Sens. Susan Collins, R-Maine, and Lisa Murkowski, R-Alaska, stood tall against partisan pressure in voting to stop a disastrous health care bill. Now, in the context of the tax bill, they committed themselves to repealing the individual mandate, causing grave economic disruption to the individual market and leaving 13 million fewer insured.
The excuse that they have gotten assurance that President Trump will back the legislation to preserve cost-sharing reduction subsidies to insurers doesn’t make sense. Timothy Jost at Health Affairs explains:
“The two bills are the Alexander-Murray bipartisan health reform bill, which would provide funding to reimburse insurers for reducing cost sharing for low-income enrollees for 2018 and 2019, and another bill that Sen. Collins is co-sponsoring with Sen. Bill Nelson, D-Fla. The Collins-Nelson bill would provide $2.25 million in funding for 2018 and for 2019 for states that obtained 1332 innovation waivers to institute reinsurance programs.
“The assumption underlying this trade-off is presumably that adoption of Alexander-Murray and Collins-Nelson would offset the damage done to the individual market by repeal of the individual mandate. However, on Nov. 29, 2017, the Congressional Budget Office released a letter to the Senate Health, Education, Labor and Pension Committee ranking member, Sen. Patty Murray, D-Wash., confirming that adoption of the Alexander-Murray bill would not begin to offset the dramatic increase in the number of uninsured that would be caused by the individual mandate repeal.
“In its Nov. 8, 2017, report on individual mandate repeal, the CBO estimated that repeal would cause 4 million individuals to lose coverage by 2018 and 13 million by 2025. In its Oct. 25, 2017, analysis of the Alexander-Murray bill, the CBO estimated that it ‘would not substantially change the number of people with health insurance coverage, on net, compared with (the CBO’s) baseline projection.’ … The CBO’s Nov. 29 projection, therefore, that Alexander-Murray will not begin to offset the coverage losses of the individual mandate repeal is consistent with its earlier projection that cost-sharing reduction funding has little effect on coverage, one way or the other.”

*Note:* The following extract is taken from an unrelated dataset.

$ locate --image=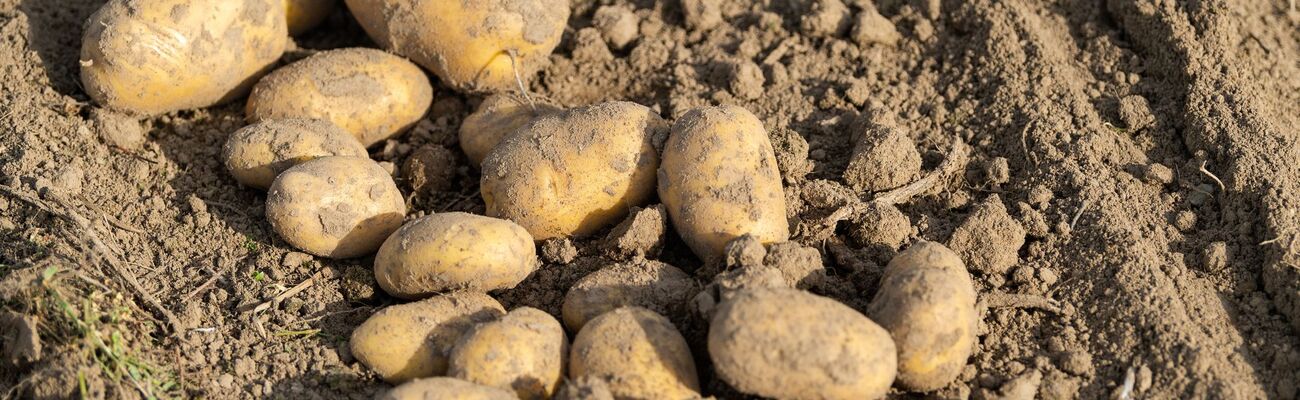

As for the Collins-Nelson bill, a Rand Corp. study calculated that it would increase coverage by 1.2 million (not enough to offset the 13 million who will lose coverage) and would reduce premiums by 3.9 percent, not enough to offset “the 10 percent premium increases that the CBO predicts would be attributable to the individual mandate repeal.”
Politically, it’s foolish for Collins and Murkowski to give way, since the White House has already said the individual mandate repeal could come out of the Senate tax bill. (It was not in the House bill, of course.) Collins and Murkowski are being less protective of health care coverage in this instance than Office of Budget and Management Director Mick Mulvaney.
Another argument – that the repeal of the individual mandate isn’t the same as throwing people who already have insurance off insurance – is entirely specious. The individual mandate repeal unwinds the exchanges, allowing young and healthy people to stay out of the risk pools, making coverage more expensive and even unaffordable for those who remain. Surely, Collins and Murkowski know this to be the case from the Obamacare repeal debate.
Simply put, as the Center on Budget and Policy Priorities found: “Pairing mandate repeal with the Collins-Nelson bill, or a similar approach … would not change the fact that repealing the mandate would drive up uninsured rates. That would weaken access to care, health and financial security for millions of people. It would also substantially raise uncompensated care costs, which would ultimately be borne by providers, other health care consumers and taxpayers.”
None of this addresses the damage the bill may do to Medicaid and Medicare. Because of the deficits it creates (an issue that has thrown the entire legislative process into confusion), there may be a $25 billion sequester in Medicaid and Medicare funding in 2018 alone under the so-called pay-as-you-go rules. Collins has said she’d oppose that, but her colleagues do not show the same concern.
It should behoove Collins and Murkowski to reconsider their position as the rest of the bill is now being reworked. Patient advocates, hospitals and doctors groups remain mystified by their about-face. Democrats are incredulous that a provision that is not a must-have for Republicans leadership or the White House is getting the support of these two lawmakers.
Because they’ve gone along with this gambit, the good will they gained in the health care debate will evaporate. Collins and Murkowski had the perfect opportunity to reclaim their role as guardians of health care coverage – by committing to voting in favor of the tax bill, they’ve forfeited that chance.